Sailfish Frequently Asked Questions
Q: I've read the kallisto paper, and it looks like kallisto is much more accurate (and faster) than the current Sailfish software; is this true?
A: Not necessarily. The benchmarks in the kallisto paper are made against an older version of Sailfish (from March of 2014). While this was the latest version of Sailfish at the time kallisto was originally submitted, it has now been superseded, and has been deprecated for some time. Based on the success we encountered by replacing alignment with mapping (instead of k-mer counting) in Salmon, we decided to update Sailfish to make use of this improved mapping information. As mentioned in the note above, this results in substantial improvements in both Sailfish's accuracy and its speed. For a comparison of quantification accuracy that considers reasonably recent versions of kallisto and Sailfish (among other tools), please refer to the RapMap pre-print (the most-recent pre-print is available here). You can also see a re-analysis of Sailfish's performance on some of the kallisto simulations (using a more recent version of Sailfish) in the QuantAnalysis repo.
Q: What k should I use?
A: Actually, it doesn't seem to matter that much, since Sailfish only uses k-mer to find initial exact matches (which are then extended using quasi-mapping). The current default is 31, and only odd k-mers of length less than 32 are currently supported.
Q: How does Sailfish deal with paired-end data?
A: Sailfish first tries to find concordant mappings of paired-end reads (i.e. mappings of the read pair to the same transcript). If no concordant mappings can be found, then orphaned mappings are considered.
Q: How can I read gzipped sequence files?

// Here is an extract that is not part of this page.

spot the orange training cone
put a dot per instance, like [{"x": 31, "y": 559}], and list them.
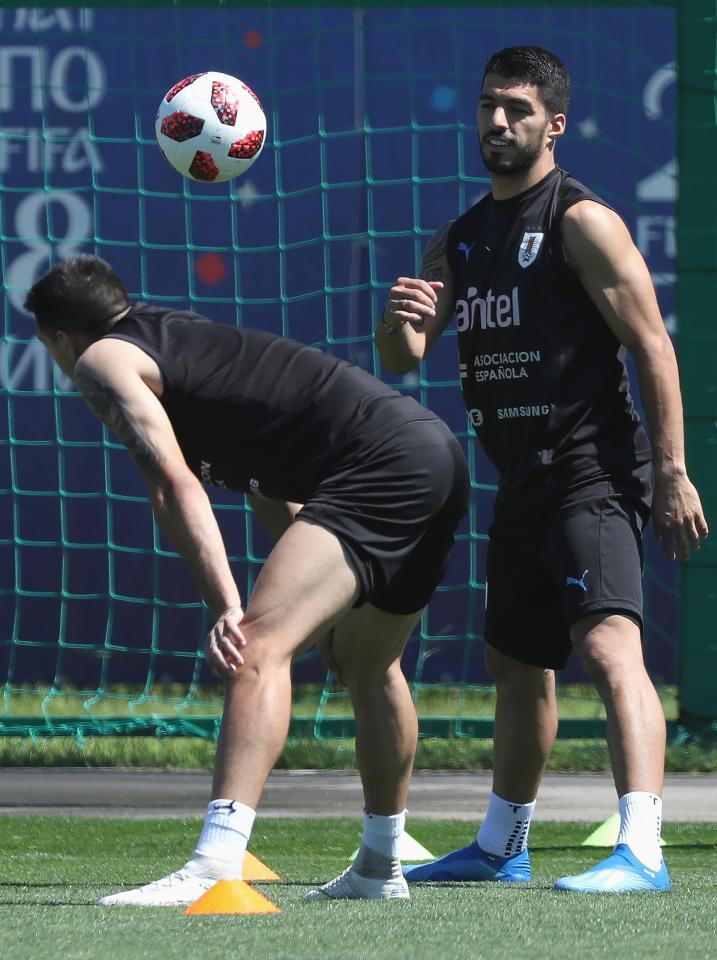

A: Reading from .gz files is possible in Sailfish. Rather than integrate the compressed reader into the Sailfish software itself, one can redirect the decompressed reads to a named-pipe and feed them directly into Sailfish. This allows you to directly quantify not just on reads that are gzipped, but compressed with any method that can be decompressed in a streaming manner. Here's an example of how you might use this functionality. Say your reads are the gzipped filereads.fq.gz. Then you can use a command like the following:
Thesailfish quant -i sfindex -l U -r <(gunzip -c reads.fq.gz) -o reads_quant<()syntax is part of the bash shell, not Sailfish. It executes the command between the parentheses, and creates a named pipe (aka a fifo) containing the output of this command --- in this case, the decompressed reads. See http://en.wikipedia.org/wiki/Process_substitution for more information. This stream of decompressed reads is then read as input by Sailfish as if it were a regular fastq formatted file. A few releases ago we added support to Sailfish to read from streaming sources for just this purpose, since many people keep sequencing reads around in compressed form.Q: What does "Percent reads mapped" mean?

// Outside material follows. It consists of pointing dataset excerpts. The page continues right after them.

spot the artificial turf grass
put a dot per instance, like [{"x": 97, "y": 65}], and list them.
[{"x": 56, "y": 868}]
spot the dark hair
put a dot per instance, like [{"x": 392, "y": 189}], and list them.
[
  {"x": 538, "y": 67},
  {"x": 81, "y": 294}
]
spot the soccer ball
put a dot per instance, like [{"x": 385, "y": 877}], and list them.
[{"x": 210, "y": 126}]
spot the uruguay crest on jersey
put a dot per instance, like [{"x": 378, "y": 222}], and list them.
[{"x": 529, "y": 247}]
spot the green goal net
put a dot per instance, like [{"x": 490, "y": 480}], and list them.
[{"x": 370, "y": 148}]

A: The "mapping rate" is the percentage of all sequenced fragments that map either concordantly or as orphans (no distinction is made when computing the mapping rate). While some fragments may not map due to an excess of sequencing errors, or unannotated material in the sample, we ususally observe a mapping rate at least as high as traditional aligners. If you observe a low mapping rate, consider re-building the index with a smaller value of k (this is particularly true for short reads).

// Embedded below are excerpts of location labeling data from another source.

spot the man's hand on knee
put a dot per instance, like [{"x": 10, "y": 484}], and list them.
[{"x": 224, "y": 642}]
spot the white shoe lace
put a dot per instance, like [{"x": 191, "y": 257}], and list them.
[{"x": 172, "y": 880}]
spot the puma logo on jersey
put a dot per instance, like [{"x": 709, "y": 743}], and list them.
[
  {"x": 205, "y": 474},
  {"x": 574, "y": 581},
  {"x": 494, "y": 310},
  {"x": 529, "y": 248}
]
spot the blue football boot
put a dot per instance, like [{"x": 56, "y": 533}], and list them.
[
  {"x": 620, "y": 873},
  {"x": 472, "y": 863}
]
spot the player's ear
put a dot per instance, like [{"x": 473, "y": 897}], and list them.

Q: Which reference transcriptome was used for the experiments in the paper?
A: The reference transcritome was derived from the RefSeq GTF file. The GTF file we used is here.
In order to fairly compare with Cufflinks, we extracted transcripts using the the genomic sequence and the RefSeq GTF file using the gffread tool, and then retained only the ’NM’ labeled transcripts. The main motivation in doing this is that Cufflinks, unlike the other tools we tested, accepts only a GTF and genomic sequence to perform quantification of annotated transcripts (i.e. you cannot provide it directly with a fasta file representing your transcripts). Further, Cufflinks always seemed to quantify a slightly smaller number of transcripts than what was present in our original transcriptome fast file. Thus, to put all of the methods on equal footing, we extracted the set of transcripts to quantify from the genome and GTF file directly using gffread, which shares code with Cufflinks and interprets the GTF in the same way. In this manner, we get a fasta file containing a set of transcripts that Cufflinks will quantify in full.
The GTF file with which we extracted the transcripts is necessarily older than the (frequently updated) annotation file currently on the UCSC FTP server. This results in fewer annotated genes, despite the fact that they are both ‘hg18’ annotations. We’ve been using the same GTF file since we started developing Sailfish, and this one, in particular, was provided to us by the RSEM authors in response to a request for data so that we could quantify the same set of genes used in the RSEM paper.